Numeric Input Verification
Ordinarily, any quantity PRO/5 is capable of representing may be input, and any additional validity checks are the programmer's responsibility. However, PRO/5 does provide a convenient numeric verification facility. With numeric input verification, limits may be imposed on the input value, and special branches may be taken on special input values, which need not be numeric. The syntax for numeric input verification is as follows:
numvar:({str=lineref{,str=lineref...},} {maxval})
The optional str=lineref items compare the input data, before any attempt is made to interpret it as a numerical quantity, to the specified string, and cause a branch if they match. Only string constants may be used in this context. Variables and other string expressions are not permitted. These string comparisons are case-sensitive. If no str=lineref item matches, the input must be valid numeric data, or an !ERROR=26 will occur.
The maxval item, if present, imposes limits on both the value and the precision of the input. If maxval is positive, only values between zero and maxval, inclusive, are allowed. If maxval is negative, any values from negative the absolute value of maxval to positive the absolute value of maxval are accepted. Out-of-range quantities cause an !ERROR=48.
Not only does maxval affect the range of values the input may take, but the precision as well. Integers are always accepted, but the user's input may never require more decimal places than are required to print maxval. Input data requiring more precision than maxval cause an !ERROR=48.
The following example will accept any value from -9.9 to +9.9, provided not more than one decimal place is required to print the value. If the word "END" is typed, a branch to line 100 is taken.
0010 INPUT A:("END"=0100,-9.9)
Note that an attempt to specify a maxval of 10.0, thereby setting the limit at 10, but still permitting one decimal place of precision, would fail, because the internal representations for 10 and 10.0 are identical.

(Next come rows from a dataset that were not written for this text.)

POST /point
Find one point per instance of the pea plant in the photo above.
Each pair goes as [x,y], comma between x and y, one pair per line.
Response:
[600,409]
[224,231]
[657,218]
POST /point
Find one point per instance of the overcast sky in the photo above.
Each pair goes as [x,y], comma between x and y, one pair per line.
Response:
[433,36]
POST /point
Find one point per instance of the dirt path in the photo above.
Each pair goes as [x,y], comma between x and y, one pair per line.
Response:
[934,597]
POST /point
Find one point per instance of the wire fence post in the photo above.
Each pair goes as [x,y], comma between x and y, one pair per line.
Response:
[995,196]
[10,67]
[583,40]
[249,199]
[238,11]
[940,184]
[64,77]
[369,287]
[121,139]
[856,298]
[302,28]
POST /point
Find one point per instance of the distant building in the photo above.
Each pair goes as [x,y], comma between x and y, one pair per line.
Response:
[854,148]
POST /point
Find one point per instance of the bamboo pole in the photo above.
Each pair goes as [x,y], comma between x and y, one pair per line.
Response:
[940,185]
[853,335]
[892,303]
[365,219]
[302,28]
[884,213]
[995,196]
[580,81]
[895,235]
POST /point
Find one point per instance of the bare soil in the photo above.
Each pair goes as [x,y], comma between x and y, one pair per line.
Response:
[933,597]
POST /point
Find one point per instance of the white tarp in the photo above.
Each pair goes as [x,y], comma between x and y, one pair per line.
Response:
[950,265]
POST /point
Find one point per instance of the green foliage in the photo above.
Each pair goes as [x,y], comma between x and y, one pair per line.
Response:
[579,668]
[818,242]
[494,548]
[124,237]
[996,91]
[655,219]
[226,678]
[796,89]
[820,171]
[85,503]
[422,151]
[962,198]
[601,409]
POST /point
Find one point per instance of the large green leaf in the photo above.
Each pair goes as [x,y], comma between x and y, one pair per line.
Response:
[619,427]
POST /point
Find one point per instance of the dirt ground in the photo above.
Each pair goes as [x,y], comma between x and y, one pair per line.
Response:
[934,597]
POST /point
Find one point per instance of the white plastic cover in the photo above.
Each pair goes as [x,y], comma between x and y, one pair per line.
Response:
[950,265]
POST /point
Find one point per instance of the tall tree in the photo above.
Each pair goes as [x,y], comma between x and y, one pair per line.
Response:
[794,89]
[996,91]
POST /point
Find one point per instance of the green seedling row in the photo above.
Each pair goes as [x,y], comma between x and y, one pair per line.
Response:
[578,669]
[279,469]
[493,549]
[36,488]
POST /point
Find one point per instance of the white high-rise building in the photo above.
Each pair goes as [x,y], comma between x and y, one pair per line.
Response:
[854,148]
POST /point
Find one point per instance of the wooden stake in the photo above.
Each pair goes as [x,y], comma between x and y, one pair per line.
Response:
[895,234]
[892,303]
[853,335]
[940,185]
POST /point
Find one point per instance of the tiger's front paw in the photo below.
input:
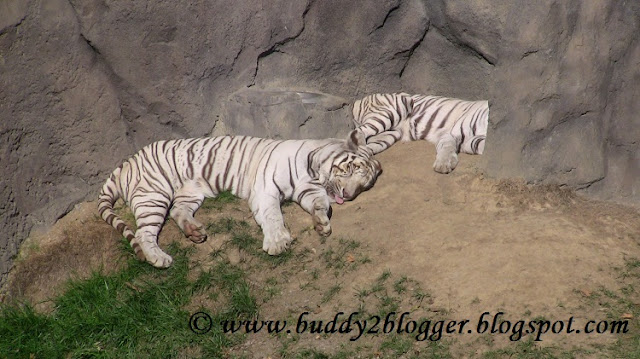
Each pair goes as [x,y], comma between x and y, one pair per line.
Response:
[157,258]
[321,224]
[445,162]
[276,241]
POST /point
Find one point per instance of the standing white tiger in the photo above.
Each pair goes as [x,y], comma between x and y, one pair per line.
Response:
[175,176]
[453,125]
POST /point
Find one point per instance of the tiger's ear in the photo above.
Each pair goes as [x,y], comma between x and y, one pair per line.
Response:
[356,139]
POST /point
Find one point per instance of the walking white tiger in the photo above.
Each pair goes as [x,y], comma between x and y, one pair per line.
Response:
[453,125]
[177,175]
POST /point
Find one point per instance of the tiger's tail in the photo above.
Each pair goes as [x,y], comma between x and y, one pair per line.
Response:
[109,194]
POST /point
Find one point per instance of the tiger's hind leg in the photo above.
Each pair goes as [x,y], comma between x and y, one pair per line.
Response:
[446,154]
[185,204]
[150,211]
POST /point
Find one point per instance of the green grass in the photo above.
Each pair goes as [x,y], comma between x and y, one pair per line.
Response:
[135,312]
[219,202]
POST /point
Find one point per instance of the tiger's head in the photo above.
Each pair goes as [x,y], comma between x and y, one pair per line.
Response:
[349,169]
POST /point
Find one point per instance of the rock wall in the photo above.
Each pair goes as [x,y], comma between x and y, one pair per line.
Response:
[86,83]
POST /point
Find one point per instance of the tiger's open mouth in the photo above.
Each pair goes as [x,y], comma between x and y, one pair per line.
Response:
[342,197]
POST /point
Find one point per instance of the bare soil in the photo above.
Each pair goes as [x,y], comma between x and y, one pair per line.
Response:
[467,243]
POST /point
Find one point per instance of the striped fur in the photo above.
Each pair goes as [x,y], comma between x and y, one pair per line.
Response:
[453,125]
[175,176]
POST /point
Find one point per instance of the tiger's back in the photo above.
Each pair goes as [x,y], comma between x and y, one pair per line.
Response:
[175,176]
[453,125]
[432,117]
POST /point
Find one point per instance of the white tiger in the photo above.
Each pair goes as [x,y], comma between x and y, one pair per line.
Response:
[175,176]
[453,125]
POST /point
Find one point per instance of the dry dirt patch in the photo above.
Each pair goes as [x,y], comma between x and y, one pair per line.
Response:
[466,244]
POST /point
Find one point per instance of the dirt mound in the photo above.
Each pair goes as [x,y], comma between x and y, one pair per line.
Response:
[440,246]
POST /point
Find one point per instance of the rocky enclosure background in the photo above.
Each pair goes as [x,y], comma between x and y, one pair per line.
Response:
[85,83]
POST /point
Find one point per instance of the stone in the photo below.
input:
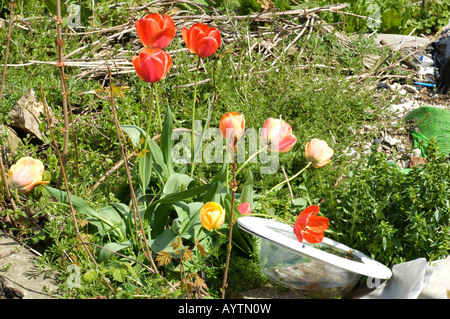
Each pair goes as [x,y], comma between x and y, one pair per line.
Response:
[27,115]
[20,273]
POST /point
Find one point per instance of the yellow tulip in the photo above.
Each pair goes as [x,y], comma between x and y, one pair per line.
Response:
[212,215]
[26,174]
[318,152]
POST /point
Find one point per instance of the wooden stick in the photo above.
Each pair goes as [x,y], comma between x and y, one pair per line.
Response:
[8,39]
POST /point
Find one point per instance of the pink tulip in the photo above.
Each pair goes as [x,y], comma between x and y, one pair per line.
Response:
[155,31]
[318,152]
[26,174]
[232,126]
[277,134]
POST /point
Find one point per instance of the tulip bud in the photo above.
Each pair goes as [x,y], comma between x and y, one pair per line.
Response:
[155,31]
[318,153]
[212,215]
[232,126]
[26,174]
[201,39]
[152,65]
[277,134]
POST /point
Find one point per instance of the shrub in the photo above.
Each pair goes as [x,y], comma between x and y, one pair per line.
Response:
[394,215]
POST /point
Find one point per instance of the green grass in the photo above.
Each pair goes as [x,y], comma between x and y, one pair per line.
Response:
[318,102]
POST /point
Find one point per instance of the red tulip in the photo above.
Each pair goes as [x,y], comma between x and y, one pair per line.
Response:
[155,31]
[318,152]
[277,134]
[232,126]
[245,209]
[201,39]
[152,64]
[310,227]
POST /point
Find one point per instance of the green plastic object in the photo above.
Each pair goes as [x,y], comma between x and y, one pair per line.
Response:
[431,122]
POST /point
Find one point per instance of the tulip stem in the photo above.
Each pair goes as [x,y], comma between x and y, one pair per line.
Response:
[291,178]
[224,236]
[146,144]
[155,89]
[234,185]
[250,158]
[193,120]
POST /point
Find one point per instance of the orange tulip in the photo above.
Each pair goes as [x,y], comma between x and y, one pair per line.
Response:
[152,65]
[318,152]
[201,39]
[277,134]
[232,126]
[155,31]
[245,209]
[26,174]
[310,227]
[212,215]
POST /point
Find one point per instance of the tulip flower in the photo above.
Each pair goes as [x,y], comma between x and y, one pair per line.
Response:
[318,153]
[212,215]
[310,227]
[201,39]
[232,126]
[155,31]
[26,174]
[277,134]
[152,65]
[245,209]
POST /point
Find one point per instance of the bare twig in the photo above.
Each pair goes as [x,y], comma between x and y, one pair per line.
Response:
[137,215]
[8,39]
[66,184]
[64,92]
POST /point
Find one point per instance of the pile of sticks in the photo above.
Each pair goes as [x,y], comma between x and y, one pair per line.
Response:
[267,29]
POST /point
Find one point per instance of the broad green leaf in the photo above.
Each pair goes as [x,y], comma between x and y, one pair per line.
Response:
[158,161]
[166,141]
[145,170]
[247,190]
[106,219]
[113,246]
[161,218]
[176,183]
[78,203]
[163,241]
[135,133]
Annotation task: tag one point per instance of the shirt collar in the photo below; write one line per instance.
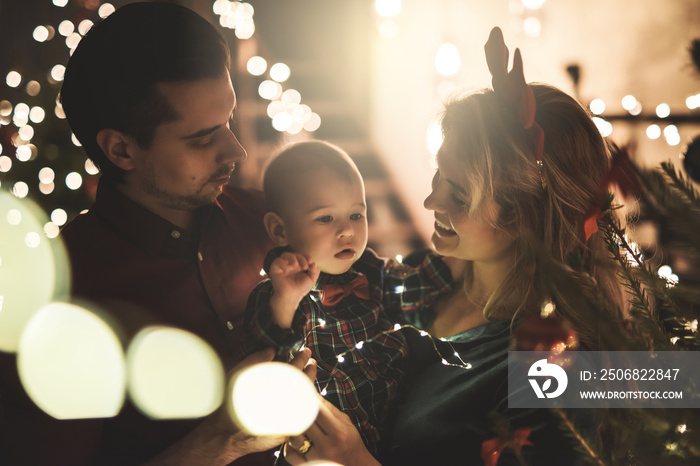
(141, 226)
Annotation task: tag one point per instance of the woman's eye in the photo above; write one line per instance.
(460, 202)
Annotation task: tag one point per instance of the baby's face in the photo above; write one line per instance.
(327, 220)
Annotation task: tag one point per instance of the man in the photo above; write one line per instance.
(148, 94)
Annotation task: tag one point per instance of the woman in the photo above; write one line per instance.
(519, 165)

Numeric input verification is done by the following sequence of events. First, the input data is obtained as a string. This value is then compared against all str=lineref items, in the order listed. If a match occurs, the branch is taken without any assignment being performed. Otherwise, the input is converted to a numerical quantity, causing an !ERROR=26 if the data is invalid. Finally, the value is assigned, and range checks are performed. With INPUTN, the process is the same, but it is the final edited string, prior to application of the output mask, that is verified.
The following example illustrates a popular technique that exploits the fact that numeric verification is done before assignment:
100 INPUT A:(""=110)
110…
The user may enter a new value for A, or simply press RETURN and allow the current value to remain unchanged.